Data collection and analysis
Two review authors independently selected trials, assessed risk of bias, and extracted data for prespecified outcomes. The primary outcomes were the proportion of participants who had deteriorated or were dependent in personal activities of daily living and performance in activities of daily living at the end of follow‐up.
Main results
We included nine studies with 994 participants in this update. Occupational therapy targeted towards activities of daily living after stroke increased performance scores (standardised mean difference (SMD) 0.17, 95% confidence interval (CI) 0.03 to 0.31, P = 0.02; 7 studies; 749 participants; low‐quality evidence) and reduced the risk of poor outcome (death, deterioration or dependency in personal activities of daily living) (odds ratio (OR) 0.71, 95% CI 0.52 to 0.96; P = 0.03; 5 studies; 771 participants; low‐quality evidence). We also found that those who received occupational therapy were more independent in extended activities of daily living (OR 0.22 (95% CI 0.07 to 0.37); P = 0.005; 5 studies; 665 participants; low‐quality evidence). Occupational therapy did not influence mortality (OR: 1.02 (95% CI 0.65 to 1.61); P = 0.93; 8 studies; 950 participants), or reduce the combined odds of death and institutionalisation (OR 0.89 (95% CI 0.60 to 1.32); P = 0.55; 4 studies; 671 participants), or death and dependency (OR 0.89 (95% CI 0.64 to 1.23); P = 0.47; 4 trials; 659 participants). Occupational therapy did not improve mood or distress scores (SMD 0.08 (95% CI ‐0.09 to 0.26); P = 0.35; 4 studies; 519 participants; low‐quality evidence). There were insufficient data to determine the effects of occupational therapy on health‐related quality of life. We found no studies of consenting carers prior to study participation and therefore there were no carer‐related outcomes in our review. There were insufficient data to determine participants' and carers' satisfaction with services.
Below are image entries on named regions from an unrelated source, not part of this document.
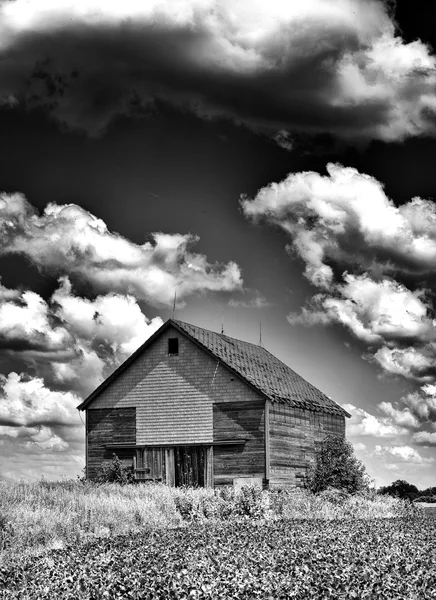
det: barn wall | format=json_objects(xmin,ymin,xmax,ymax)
[
  {"xmin": 213, "ymin": 398, "xmax": 265, "ymax": 487},
  {"xmin": 86, "ymin": 407, "xmax": 136, "ymax": 479},
  {"xmin": 90, "ymin": 327, "xmax": 266, "ymax": 445},
  {"xmin": 269, "ymin": 403, "xmax": 345, "ymax": 487}
]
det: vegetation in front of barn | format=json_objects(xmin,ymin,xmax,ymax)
[
  {"xmin": 0, "ymin": 440, "xmax": 436, "ymax": 600},
  {"xmin": 0, "ymin": 516, "xmax": 436, "ymax": 600},
  {"xmin": 0, "ymin": 480, "xmax": 417, "ymax": 562}
]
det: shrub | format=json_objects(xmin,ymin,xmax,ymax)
[
  {"xmin": 97, "ymin": 454, "xmax": 135, "ymax": 485},
  {"xmin": 378, "ymin": 479, "xmax": 419, "ymax": 500},
  {"xmin": 308, "ymin": 434, "xmax": 369, "ymax": 494}
]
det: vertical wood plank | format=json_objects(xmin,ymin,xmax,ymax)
[
  {"xmin": 85, "ymin": 410, "xmax": 89, "ymax": 479},
  {"xmin": 165, "ymin": 448, "xmax": 176, "ymax": 487},
  {"xmin": 265, "ymin": 400, "xmax": 271, "ymax": 481},
  {"xmin": 208, "ymin": 446, "xmax": 213, "ymax": 487}
]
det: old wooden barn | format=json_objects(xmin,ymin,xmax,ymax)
[{"xmin": 78, "ymin": 319, "xmax": 349, "ymax": 487}]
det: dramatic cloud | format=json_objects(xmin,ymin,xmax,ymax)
[
  {"xmin": 0, "ymin": 194, "xmax": 242, "ymax": 306},
  {"xmin": 0, "ymin": 0, "xmax": 436, "ymax": 141},
  {"xmin": 344, "ymin": 404, "xmax": 408, "ymax": 438},
  {"xmin": 242, "ymin": 163, "xmax": 436, "ymax": 288},
  {"xmin": 0, "ymin": 373, "xmax": 83, "ymax": 453},
  {"xmin": 241, "ymin": 164, "xmax": 436, "ymax": 446},
  {"xmin": 375, "ymin": 446, "xmax": 434, "ymax": 465},
  {"xmin": 229, "ymin": 293, "xmax": 271, "ymax": 308},
  {"xmin": 413, "ymin": 431, "xmax": 436, "ymax": 446},
  {"xmin": 0, "ymin": 278, "xmax": 162, "ymax": 398},
  {"xmin": 0, "ymin": 277, "xmax": 162, "ymax": 477}
]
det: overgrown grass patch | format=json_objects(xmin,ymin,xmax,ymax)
[
  {"xmin": 0, "ymin": 514, "xmax": 436, "ymax": 600},
  {"xmin": 0, "ymin": 481, "xmax": 418, "ymax": 563}
]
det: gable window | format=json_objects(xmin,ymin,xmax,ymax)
[{"xmin": 168, "ymin": 338, "xmax": 179, "ymax": 356}]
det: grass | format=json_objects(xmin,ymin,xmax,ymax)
[
  {"xmin": 0, "ymin": 511, "xmax": 436, "ymax": 600},
  {"xmin": 0, "ymin": 480, "xmax": 414, "ymax": 564}
]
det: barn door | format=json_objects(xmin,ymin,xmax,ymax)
[
  {"xmin": 135, "ymin": 448, "xmax": 165, "ymax": 481},
  {"xmin": 174, "ymin": 446, "xmax": 206, "ymax": 487}
]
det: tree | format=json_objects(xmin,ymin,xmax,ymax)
[
  {"xmin": 308, "ymin": 434, "xmax": 369, "ymax": 494},
  {"xmin": 378, "ymin": 479, "xmax": 420, "ymax": 500}
]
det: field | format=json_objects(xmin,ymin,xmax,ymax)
[{"xmin": 0, "ymin": 482, "xmax": 436, "ymax": 600}]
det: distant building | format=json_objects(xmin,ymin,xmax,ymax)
[{"xmin": 78, "ymin": 319, "xmax": 350, "ymax": 487}]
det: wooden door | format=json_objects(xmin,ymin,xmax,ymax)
[
  {"xmin": 174, "ymin": 446, "xmax": 206, "ymax": 487},
  {"xmin": 135, "ymin": 448, "xmax": 165, "ymax": 481}
]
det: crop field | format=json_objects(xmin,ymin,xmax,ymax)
[
  {"xmin": 0, "ymin": 484, "xmax": 436, "ymax": 600},
  {"xmin": 1, "ymin": 517, "xmax": 436, "ymax": 600}
]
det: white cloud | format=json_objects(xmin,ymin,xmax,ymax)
[
  {"xmin": 353, "ymin": 442, "xmax": 366, "ymax": 452},
  {"xmin": 378, "ymin": 402, "xmax": 420, "ymax": 430},
  {"xmin": 413, "ymin": 431, "xmax": 436, "ymax": 446},
  {"xmin": 241, "ymin": 163, "xmax": 436, "ymax": 288},
  {"xmin": 0, "ymin": 373, "xmax": 80, "ymax": 428},
  {"xmin": 0, "ymin": 194, "xmax": 242, "ymax": 306},
  {"xmin": 229, "ymin": 293, "xmax": 271, "ymax": 308},
  {"xmin": 0, "ymin": 0, "xmax": 436, "ymax": 141},
  {"xmin": 343, "ymin": 404, "xmax": 407, "ymax": 438},
  {"xmin": 0, "ymin": 277, "xmax": 162, "ymax": 397},
  {"xmin": 375, "ymin": 446, "xmax": 434, "ymax": 465},
  {"xmin": 241, "ymin": 164, "xmax": 436, "ymax": 435}
]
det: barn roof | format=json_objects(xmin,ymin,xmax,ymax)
[
  {"xmin": 173, "ymin": 321, "xmax": 350, "ymax": 416},
  {"xmin": 77, "ymin": 319, "xmax": 350, "ymax": 417}
]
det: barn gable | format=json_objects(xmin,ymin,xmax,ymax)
[{"xmin": 78, "ymin": 319, "xmax": 348, "ymax": 486}]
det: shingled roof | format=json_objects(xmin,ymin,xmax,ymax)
[
  {"xmin": 171, "ymin": 319, "xmax": 350, "ymax": 417},
  {"xmin": 77, "ymin": 319, "xmax": 351, "ymax": 417}
]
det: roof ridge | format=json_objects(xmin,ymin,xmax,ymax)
[{"xmin": 170, "ymin": 319, "xmax": 350, "ymax": 416}]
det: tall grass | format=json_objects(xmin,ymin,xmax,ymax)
[{"xmin": 0, "ymin": 481, "xmax": 413, "ymax": 562}]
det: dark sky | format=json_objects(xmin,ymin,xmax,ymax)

Using GRADE, the quality of evidence was low. The major limitation was the number of studies at unclear risk of selection bias and an inevitable high risk of performance and detection bias, as both participants and occupational therapists could not be blinded to the intervention. In addition, there was a sparseness of data for our outcomes of interest and we downgraded the quality of our evidence for these reasons.
Authors' conclusions
We found low‐quality evidence that occupational therapy targeted towards activities of daily living after stroke can improve performance in activities of daily living and reduce the risk of deterioration in these abilities. Because the included studies had methodological flaws, this research does not provide a reliable indication of the likely effect of occupational therapy for adults with stroke.